O que caracteriza um espermatozoide capaz de vencer a corrida até o óvulo? Para responder a essa pergunta, os métodos de diagnóstico de fertilidade masculina usados atualmente analisam fatores como o número de gametas ‘normais’ da amostra analisada, a morfologia de cada um ou o padrão do movimento feito por eles.
Mas uma pesquisa concluiu que os resultados determinados a partir dessas variáveis podem não ser eficazes. O trabalho mostrou que os diagnósticos desconsideram um aspecto muito importante: a viscosidade do fluido em que o espermatozoide se encontra.
O estudo foi realizado pelo grupo de Hermes Gadêlha, um físico-matémático pernambucano de 27 anos que está fazendo doutorado no Centro de Matemática e Biologia da Universidade de Oxford, na Inglaterra.

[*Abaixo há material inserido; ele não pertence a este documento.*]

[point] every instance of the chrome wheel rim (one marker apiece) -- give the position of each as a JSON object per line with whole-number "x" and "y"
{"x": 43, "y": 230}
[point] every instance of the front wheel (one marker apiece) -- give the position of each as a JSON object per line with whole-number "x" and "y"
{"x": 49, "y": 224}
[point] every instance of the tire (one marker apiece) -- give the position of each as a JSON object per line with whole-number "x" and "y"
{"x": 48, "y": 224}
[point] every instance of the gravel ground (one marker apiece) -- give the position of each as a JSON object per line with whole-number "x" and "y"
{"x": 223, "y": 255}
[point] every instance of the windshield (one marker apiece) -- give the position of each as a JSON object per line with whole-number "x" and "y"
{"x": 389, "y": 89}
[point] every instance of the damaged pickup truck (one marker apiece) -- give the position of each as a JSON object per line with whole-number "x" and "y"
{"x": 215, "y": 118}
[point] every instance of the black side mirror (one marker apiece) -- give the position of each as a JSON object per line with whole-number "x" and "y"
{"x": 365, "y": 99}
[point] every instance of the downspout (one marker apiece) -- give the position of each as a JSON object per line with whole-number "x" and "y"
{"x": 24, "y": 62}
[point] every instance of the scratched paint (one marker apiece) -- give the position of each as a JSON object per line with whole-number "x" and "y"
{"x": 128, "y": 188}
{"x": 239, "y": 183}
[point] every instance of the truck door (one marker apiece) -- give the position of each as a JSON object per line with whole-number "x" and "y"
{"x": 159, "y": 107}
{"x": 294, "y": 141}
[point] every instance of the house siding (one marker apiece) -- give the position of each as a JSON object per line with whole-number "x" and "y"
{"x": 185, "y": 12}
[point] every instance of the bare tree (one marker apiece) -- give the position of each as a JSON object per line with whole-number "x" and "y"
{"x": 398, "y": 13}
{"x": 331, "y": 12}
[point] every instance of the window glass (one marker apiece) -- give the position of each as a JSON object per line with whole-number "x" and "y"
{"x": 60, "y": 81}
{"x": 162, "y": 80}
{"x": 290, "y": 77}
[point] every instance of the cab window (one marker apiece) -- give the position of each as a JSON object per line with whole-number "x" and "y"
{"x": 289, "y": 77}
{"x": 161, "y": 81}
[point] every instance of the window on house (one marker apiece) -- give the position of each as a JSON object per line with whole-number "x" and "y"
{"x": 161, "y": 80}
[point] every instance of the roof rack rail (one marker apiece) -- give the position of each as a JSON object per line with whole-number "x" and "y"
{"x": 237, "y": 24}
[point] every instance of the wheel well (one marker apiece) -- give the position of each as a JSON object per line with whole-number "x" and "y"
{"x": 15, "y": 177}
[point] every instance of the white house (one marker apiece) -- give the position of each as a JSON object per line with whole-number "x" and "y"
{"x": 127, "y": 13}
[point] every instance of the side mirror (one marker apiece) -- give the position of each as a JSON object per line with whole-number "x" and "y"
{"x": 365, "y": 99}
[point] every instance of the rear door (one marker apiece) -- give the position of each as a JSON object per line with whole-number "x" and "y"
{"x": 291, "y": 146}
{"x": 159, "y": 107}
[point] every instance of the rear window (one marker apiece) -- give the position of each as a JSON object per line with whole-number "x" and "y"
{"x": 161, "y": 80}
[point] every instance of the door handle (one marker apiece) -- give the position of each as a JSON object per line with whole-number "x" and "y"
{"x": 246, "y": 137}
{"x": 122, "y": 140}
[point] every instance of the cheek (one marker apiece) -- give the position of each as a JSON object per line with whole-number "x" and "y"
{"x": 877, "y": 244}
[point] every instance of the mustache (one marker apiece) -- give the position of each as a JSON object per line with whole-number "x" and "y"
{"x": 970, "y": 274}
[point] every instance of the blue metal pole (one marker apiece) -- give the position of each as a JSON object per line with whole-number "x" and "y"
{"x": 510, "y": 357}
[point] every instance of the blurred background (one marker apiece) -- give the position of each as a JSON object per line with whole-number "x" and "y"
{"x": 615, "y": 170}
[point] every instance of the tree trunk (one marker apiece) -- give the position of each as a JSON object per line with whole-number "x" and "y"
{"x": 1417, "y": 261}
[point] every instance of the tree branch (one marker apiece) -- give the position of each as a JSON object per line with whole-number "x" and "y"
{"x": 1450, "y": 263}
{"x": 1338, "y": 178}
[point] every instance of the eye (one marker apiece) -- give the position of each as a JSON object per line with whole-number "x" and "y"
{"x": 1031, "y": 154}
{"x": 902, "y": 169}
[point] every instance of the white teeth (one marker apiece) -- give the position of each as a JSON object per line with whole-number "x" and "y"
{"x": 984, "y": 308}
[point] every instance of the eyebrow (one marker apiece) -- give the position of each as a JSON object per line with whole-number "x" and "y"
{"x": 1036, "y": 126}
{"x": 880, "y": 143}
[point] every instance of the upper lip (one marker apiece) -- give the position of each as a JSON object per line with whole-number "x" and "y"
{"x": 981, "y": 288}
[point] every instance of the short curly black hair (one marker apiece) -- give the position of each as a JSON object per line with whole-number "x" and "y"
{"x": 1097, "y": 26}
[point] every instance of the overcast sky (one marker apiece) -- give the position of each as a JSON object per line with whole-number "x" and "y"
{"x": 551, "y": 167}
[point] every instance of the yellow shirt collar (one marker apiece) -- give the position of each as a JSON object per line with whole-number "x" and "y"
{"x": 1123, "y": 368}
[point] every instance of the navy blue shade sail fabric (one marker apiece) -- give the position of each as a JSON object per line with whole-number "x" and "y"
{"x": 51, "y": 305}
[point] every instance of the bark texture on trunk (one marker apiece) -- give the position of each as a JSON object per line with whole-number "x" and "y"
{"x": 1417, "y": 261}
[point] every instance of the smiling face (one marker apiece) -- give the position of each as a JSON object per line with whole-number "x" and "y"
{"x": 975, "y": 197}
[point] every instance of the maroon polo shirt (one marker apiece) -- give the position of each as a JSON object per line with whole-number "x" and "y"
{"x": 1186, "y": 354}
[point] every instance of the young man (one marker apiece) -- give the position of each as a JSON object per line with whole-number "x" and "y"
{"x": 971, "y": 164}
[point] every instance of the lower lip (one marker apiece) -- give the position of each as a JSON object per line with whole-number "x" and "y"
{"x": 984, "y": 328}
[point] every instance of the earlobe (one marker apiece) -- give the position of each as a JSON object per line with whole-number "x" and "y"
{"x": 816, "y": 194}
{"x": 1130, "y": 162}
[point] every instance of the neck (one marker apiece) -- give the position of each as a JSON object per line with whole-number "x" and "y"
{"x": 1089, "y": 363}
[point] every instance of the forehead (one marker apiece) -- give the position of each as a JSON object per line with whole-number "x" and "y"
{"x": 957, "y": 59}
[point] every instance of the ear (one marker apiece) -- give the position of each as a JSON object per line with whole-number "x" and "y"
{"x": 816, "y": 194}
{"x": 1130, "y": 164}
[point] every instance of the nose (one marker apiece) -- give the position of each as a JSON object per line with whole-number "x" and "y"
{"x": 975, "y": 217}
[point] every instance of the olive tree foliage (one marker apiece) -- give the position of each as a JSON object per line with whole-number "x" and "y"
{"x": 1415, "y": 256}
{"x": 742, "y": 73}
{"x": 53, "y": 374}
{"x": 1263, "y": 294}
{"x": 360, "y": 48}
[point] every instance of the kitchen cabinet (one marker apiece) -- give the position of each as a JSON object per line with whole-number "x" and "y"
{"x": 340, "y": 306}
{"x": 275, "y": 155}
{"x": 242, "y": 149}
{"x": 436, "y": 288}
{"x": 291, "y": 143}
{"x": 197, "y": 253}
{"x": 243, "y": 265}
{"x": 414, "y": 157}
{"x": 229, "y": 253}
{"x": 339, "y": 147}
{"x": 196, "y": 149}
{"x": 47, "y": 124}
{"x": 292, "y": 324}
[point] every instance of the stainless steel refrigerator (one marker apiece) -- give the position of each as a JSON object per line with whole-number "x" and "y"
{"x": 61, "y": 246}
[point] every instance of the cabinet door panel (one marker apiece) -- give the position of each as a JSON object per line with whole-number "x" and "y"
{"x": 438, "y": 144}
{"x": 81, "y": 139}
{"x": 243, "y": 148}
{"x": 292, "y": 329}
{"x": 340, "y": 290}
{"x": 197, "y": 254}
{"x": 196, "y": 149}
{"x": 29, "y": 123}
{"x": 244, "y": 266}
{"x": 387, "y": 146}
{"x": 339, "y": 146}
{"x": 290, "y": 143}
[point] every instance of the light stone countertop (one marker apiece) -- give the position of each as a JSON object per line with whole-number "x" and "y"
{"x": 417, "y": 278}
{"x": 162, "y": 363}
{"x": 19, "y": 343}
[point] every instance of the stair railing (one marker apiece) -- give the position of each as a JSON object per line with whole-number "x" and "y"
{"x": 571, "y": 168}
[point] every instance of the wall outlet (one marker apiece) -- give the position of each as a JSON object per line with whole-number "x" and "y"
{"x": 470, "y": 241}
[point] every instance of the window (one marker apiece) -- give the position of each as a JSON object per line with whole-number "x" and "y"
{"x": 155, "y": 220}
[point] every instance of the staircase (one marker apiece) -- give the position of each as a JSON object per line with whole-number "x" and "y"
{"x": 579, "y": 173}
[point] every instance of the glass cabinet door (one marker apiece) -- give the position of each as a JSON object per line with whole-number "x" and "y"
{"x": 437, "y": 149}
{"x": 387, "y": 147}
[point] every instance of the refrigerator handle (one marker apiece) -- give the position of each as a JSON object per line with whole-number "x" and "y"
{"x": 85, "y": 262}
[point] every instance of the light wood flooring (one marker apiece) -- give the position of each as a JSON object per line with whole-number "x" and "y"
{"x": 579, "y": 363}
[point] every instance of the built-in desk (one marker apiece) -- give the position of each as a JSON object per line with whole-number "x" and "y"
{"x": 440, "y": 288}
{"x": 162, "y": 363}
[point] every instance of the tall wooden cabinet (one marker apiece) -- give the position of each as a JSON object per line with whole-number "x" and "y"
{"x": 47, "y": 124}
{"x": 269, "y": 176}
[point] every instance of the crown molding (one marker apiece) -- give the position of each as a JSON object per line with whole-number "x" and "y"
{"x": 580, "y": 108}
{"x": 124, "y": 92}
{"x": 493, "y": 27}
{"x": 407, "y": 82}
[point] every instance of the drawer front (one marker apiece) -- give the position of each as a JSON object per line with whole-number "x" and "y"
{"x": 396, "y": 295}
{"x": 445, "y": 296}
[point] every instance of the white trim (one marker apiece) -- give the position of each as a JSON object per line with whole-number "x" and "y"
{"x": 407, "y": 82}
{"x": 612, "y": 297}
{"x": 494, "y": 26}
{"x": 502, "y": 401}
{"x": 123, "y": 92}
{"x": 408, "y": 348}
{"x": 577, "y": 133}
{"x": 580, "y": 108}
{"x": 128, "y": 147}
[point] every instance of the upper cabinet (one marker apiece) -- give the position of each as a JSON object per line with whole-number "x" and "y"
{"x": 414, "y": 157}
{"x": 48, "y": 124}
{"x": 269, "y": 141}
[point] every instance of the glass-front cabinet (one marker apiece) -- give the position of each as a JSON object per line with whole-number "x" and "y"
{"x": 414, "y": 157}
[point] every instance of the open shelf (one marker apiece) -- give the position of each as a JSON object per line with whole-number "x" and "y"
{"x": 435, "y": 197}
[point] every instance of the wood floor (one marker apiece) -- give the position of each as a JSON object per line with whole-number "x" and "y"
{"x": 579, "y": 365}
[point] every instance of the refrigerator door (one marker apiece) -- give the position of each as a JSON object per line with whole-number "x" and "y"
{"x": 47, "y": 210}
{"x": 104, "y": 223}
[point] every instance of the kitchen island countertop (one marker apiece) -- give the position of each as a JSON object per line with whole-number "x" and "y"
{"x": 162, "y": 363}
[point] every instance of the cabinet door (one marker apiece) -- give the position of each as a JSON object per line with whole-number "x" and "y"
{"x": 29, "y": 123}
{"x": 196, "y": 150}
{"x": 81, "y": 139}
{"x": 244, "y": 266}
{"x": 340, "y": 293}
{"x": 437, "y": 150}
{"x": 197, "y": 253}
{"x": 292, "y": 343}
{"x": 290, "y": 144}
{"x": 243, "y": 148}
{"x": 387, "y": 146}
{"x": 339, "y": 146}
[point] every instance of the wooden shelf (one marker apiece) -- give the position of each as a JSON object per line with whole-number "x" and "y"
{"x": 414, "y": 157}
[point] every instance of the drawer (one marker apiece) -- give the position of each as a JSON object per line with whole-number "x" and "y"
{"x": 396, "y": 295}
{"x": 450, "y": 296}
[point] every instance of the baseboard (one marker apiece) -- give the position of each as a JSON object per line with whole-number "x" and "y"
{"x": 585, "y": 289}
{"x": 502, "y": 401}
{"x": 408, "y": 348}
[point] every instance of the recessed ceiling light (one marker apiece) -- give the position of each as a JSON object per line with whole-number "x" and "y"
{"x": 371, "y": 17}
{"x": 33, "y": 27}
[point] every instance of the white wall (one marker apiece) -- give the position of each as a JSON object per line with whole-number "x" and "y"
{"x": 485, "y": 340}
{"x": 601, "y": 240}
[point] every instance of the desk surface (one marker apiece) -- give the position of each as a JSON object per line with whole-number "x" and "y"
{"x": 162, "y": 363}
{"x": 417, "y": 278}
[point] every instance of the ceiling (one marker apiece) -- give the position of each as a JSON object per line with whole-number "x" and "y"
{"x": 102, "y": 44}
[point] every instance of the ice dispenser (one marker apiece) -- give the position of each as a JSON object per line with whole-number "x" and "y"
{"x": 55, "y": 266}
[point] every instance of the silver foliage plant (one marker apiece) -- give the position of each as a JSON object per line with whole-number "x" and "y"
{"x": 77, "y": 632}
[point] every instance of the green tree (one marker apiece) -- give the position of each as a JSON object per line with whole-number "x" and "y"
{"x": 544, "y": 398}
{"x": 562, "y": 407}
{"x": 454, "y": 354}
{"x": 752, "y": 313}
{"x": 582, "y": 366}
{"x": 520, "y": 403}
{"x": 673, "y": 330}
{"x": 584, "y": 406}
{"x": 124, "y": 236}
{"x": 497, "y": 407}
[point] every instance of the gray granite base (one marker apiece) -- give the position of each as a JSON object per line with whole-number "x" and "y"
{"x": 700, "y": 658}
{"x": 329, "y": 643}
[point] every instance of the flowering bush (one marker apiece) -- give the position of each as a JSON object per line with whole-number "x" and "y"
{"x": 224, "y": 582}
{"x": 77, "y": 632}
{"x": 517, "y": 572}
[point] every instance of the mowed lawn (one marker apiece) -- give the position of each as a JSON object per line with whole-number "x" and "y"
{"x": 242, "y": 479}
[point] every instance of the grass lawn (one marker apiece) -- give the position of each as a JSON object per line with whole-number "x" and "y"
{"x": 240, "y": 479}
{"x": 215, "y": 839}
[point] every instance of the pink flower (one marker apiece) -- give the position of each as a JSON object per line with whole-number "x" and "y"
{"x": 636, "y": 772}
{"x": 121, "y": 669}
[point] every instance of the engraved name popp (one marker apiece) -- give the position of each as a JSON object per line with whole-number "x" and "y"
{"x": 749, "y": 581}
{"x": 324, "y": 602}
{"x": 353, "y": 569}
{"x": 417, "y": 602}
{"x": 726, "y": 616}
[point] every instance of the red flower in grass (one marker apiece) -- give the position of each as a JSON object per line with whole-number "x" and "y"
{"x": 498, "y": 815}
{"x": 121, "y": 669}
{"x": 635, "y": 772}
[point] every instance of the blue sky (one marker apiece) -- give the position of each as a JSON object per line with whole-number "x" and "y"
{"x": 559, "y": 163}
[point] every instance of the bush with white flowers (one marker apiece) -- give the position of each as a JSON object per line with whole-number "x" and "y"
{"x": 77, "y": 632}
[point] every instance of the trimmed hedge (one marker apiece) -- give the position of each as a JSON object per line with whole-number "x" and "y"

Os resultados da pesquisa foram publicados nas revistas Cell Motility and the Cytoskeleton e Journal of the Royal Society Interface, e foram também tema de reportagem na revista Science.
A equipe de Gadêlha desenvolveu um espermatozoide ‘virtual’ com base em simulações computacionais feitas com um modelo biomatemático. As simulações levaram em conta características como a interação da célula com o meio circundante, os mecanismos responsáveis pela propulsão do espermatozoide e a complexa geometria do seu flagelo.
O modelo permitiu descrever o movimento realizado pela célula e interpretar dados experimentais como o consumo energético dessas células durante o batimento do seu flagelo. As simulações mostraram que a viscosidade do fluido em que o espermatozoide se locomove influencia seu comportamento.
Hiperativação dos espermatozoides
O estudo permitiu reproduzir nas simulações um tipo de comportamento observado nos espermatozoides reais – uma mudança de sua trajetória retilínea para um movimento circular. Esse fenômeno – chamado de hiperativação – é essencial quando o espermatozoide está prestes a entrar no óvulo.
No momento em que os gametas chegam às trompas de Falópio, o cálcio presente na parede das células das trompas induz a hiperativação e estimula os espermatozoides a nadarem em círculos, pois só assim conseguirão chegar até o óvulo.
A transição para o movimento circular observada nas simulações foi atribuída pela equipe de Gadêlha à resistência viscosa do meio. “Agora, talvez seja necessário rever o conceito de hiperativação, já que a viscosidade do fluido também influencia esse processo”, avalia o pesquisador brasileiro.
Para confirmar in vitro os resultados previstos pelo modelo matemático, a equipe de Gadêlha conduziu também testes para observar a locomoção de espermatozoides. Os ensaios foram feitos em um fluido biológico de alta viscosidade, semelhante à do canal vaginal, e em outro tipo de fluido, usado normalmente nos testes de fertilidade masculina, com menor viscosidade.
O resultado confirmou que, em um fluido mais viscoso, o espermatozoide é capaz de mudar sua trajetória e passar a nadar em círculos. Essa característica pode ser interpretada como uma estratégia do organismo feminino para excluir os gametas que não conseguiram manter o ritmo durante a corrida rumo ao óvulo.
Assista a um vídeo que mostra os diferentes
padrões de movimento de um espermatozoide.
Testes de fertilidade em xeque
No entanto, o estudo também traz implicações alarmantes. Como a viscosidade do fluido usado para avaliar os espermatozoides nos testes de fertilidade é menor do que a encontrada no canal vaginal, isso pode comprometer os resultados desses testes.
“As substâncias usadas durante exames clínicos são menos espessas e não refletem as condições que o espermatozoide deverá enfrentar até a fecundação”, alerta Gadêlha.
O pesquisador brasileiro acredita que esses resultados podem um dia inspirar a construção de microrrobôs capazes de ajudar os espermatozoides a reorientar sua trajetória. “A ideia seria acoplar um filamento elástico com propriedades magnéticas à célula, com o objetivo de reorientar sua trajetória, de curvilínea para linear e vice-versa”, vislumbra Gadêlha.